In our world, we often ask, 'What was the workout?' or 'What is the workout?'

To put it nicely, the answer should nearly always be, does it matter?

Ten reps or 11? No difference. Workouts give us a structure to follow, a uniform of sets and reps to abide by. Junior coaches hound the best coaches in the world, athletes, and journalists to share their workout secrets, but the best coaches know it is not about the workout details. It's about the stimulus it sets.

Stimulus is a great word. It means a detectable change in the physical or chemical structure of an organism's internal or external environment that we then react to. The homeostatic, sensory, cellular, mechanical, chemical, nervous, endocrine & digestive systems are all sensitive to stimuli.

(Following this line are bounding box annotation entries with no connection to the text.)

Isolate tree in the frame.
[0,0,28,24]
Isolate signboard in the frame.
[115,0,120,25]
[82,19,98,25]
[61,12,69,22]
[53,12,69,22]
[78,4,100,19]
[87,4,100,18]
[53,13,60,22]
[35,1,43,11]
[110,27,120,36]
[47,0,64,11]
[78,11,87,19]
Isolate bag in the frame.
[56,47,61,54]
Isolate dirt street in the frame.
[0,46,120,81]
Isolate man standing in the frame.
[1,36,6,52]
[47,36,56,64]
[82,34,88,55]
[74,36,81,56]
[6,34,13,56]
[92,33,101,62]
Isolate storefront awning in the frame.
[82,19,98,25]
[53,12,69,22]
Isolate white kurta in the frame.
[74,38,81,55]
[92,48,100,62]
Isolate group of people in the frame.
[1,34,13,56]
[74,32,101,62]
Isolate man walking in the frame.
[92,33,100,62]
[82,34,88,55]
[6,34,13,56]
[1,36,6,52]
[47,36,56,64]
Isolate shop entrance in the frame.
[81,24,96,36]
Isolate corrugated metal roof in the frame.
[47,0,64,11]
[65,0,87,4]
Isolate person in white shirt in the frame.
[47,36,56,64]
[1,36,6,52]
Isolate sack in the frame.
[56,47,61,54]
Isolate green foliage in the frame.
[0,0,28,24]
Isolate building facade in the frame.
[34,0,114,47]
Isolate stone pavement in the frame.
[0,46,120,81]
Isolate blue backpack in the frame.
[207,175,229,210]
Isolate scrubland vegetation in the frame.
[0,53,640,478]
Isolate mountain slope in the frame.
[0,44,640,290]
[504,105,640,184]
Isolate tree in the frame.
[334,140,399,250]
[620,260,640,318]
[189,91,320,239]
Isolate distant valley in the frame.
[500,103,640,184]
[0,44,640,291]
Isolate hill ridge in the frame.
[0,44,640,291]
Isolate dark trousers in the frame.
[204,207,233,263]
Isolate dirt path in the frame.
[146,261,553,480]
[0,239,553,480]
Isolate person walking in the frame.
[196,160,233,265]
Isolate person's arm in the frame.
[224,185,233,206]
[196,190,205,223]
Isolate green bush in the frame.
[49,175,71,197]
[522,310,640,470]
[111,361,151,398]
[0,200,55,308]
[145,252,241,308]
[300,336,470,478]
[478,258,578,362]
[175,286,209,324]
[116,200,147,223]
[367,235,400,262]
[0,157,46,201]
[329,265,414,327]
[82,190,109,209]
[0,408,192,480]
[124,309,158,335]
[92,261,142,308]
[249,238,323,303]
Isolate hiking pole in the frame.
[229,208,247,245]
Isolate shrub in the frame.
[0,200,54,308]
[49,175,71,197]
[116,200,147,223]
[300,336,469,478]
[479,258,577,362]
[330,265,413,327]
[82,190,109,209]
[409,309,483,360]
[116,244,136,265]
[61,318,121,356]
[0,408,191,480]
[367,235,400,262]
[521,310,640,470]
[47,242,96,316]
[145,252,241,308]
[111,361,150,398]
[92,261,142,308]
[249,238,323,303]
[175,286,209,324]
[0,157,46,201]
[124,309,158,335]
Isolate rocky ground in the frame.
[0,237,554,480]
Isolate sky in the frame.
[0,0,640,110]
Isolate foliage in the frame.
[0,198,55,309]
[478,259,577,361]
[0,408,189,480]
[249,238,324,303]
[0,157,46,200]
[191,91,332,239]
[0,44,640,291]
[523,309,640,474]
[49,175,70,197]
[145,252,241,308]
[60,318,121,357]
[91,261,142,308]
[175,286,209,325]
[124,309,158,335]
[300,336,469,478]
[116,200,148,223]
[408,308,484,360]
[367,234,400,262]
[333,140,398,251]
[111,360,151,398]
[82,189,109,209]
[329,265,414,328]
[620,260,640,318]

Before you even begin a hard CrossFit workout or a track Tuesday run, your body is gearing itself up, ready for the pain to come. Changes are already being made to prepare you for battle. Before a relaxing massage or stretching class, your body will begin calming itself down, subconsciously relaxing. Turning up to a full class might hit you with a load of feel-good chemicals and human connection! You couldn't care less what the workout is, and you're in a room full of your mates with music blaring. All these signs are there to remind you it's not about the workout.

So why do we stress so much about the workout? Is it because you want to make sure you maximise your time? Be able to compare it to what others are doing? Or do you like to pick a fight with the whiteboard (coach)? It is likely a combination, but most of all, it's a stress response to losing control.

When humans give away control of situations, a host of stimuli hits us, which can be highly addictive (gambling, drinking, drugs, ultra running! etc...). When humans lose control, it can be extremely distressing (anxiety, depression, helplessness). Here, the answer lies for those of you who stress about workouts. Giving away control is very different from losing it. If, in your mind, you are setting expectations of the workout, performances, environment, and even the feeling you want from it, you will lose control when one of those expectations is not met.

Learn to give away that control, trust the coach in guiding you, trust the environment you are in was built for you, and trust that once the workout is over, you can take back control. I promise you that this will supercharge the intended stimuli from a workout, hormonal, brain chemistry, recovery, and happiness standpoint.